One of the design deliverables in a software development effort is the creation of a software specification for one or more subsystems. In specification writing, it is important to differentiate between the documentation of an interface and the documentation of the implementation. Since other subsystems may rely upon the interface, it is expected that the specification for the interface will be less likely to change than classes utilized completely within an encapsulated subsystem.
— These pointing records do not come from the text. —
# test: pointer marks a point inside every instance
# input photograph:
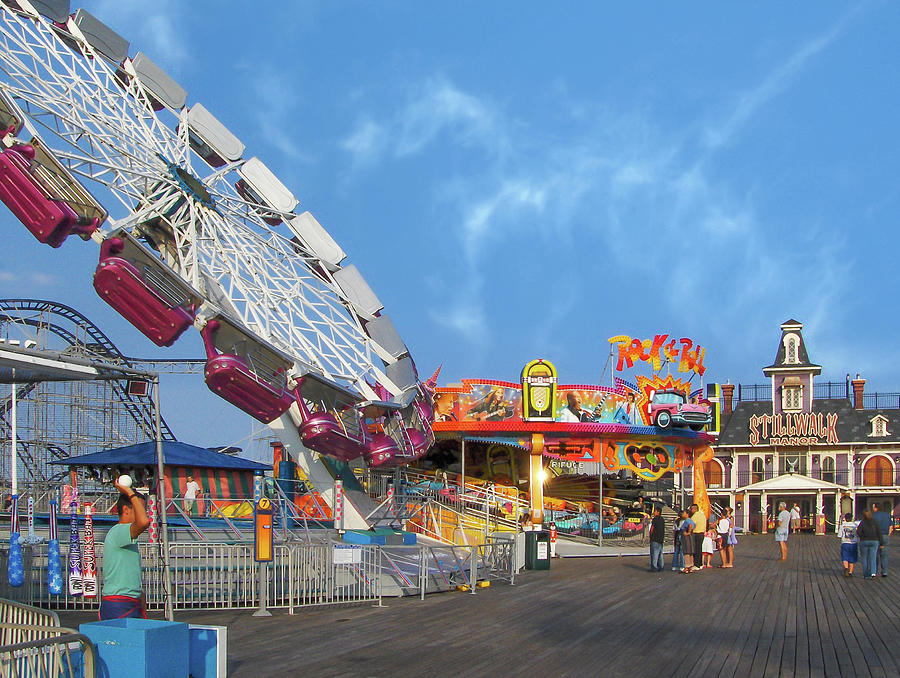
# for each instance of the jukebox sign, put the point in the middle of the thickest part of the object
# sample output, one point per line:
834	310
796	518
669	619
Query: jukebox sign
538	391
For software development where developers are not able to remain in constant close contact, design documents should be more akin to a specification, a more rigorous description of a software design, than those provided by some methodologies. A design specification should clearly differentiate between the interface between subsystems and components and the parts that make up the internal implementation of one or more subsystems. The purpose of a specification is to reduce, if not completely eliminate, the effect of multiple interpretations of a design. If every design consistently defined every subsystem to a sufficiently low level of detail, documenting each subsystem by describing the semantics of every class, method, parameter, and data structure, then there would be no need to have a specification because such a design would be sufficient to resolve any ambiguity. However, in practice, designs often vary in their quality, and the introduction of a specification makes explicit the areas where detail is absolutely essential-the interfaces exposed to other subsystems. Generally, it is exceptionally beneficial to describe these interfaces in an interface specification language, such as OMG IDL.
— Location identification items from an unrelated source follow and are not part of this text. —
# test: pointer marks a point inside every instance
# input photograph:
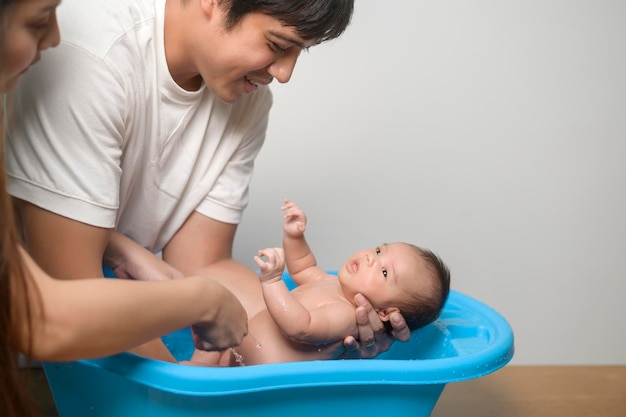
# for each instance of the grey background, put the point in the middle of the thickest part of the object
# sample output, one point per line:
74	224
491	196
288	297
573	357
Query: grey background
494	133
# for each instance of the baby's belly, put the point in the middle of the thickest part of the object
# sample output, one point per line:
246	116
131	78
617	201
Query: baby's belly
266	344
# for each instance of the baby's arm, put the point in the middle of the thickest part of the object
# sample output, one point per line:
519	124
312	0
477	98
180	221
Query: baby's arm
301	262
327	324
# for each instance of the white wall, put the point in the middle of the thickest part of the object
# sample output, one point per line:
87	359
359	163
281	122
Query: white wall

Having a design specification makes it easier for the architect because several heuristics can be applied to assess whether certain tradeoffs are made appropriately. For example, the introduction of several user-defined data types indicates a tighter coupling between the subsystem and its clients than if more simple or system-wide data types were used. Frequently, an architect will need to communicate ideas to parts of a development team, and a presentation is deemed to be better suited to the time constraints than conveying the same information through individual mentoring. While a presentation is useful for disseminating quick and dirty guidance, it tends to be rather useless if not supplemented with more substantial material over time. Specifically, guidance given in presentation form without being tied to hands-on mentoring can do more harm than good because developers gain no additional skills and are demoralized at not meeting a higher level of productivity. Software architects should always make clear to project stakeholders what presentations are not effective at conveying and should emphasize the need to support in-depth studying from academic texts. Even more important are industry white papers, which are frequently an excellent means of learning lower level architectural details of emerging technologies.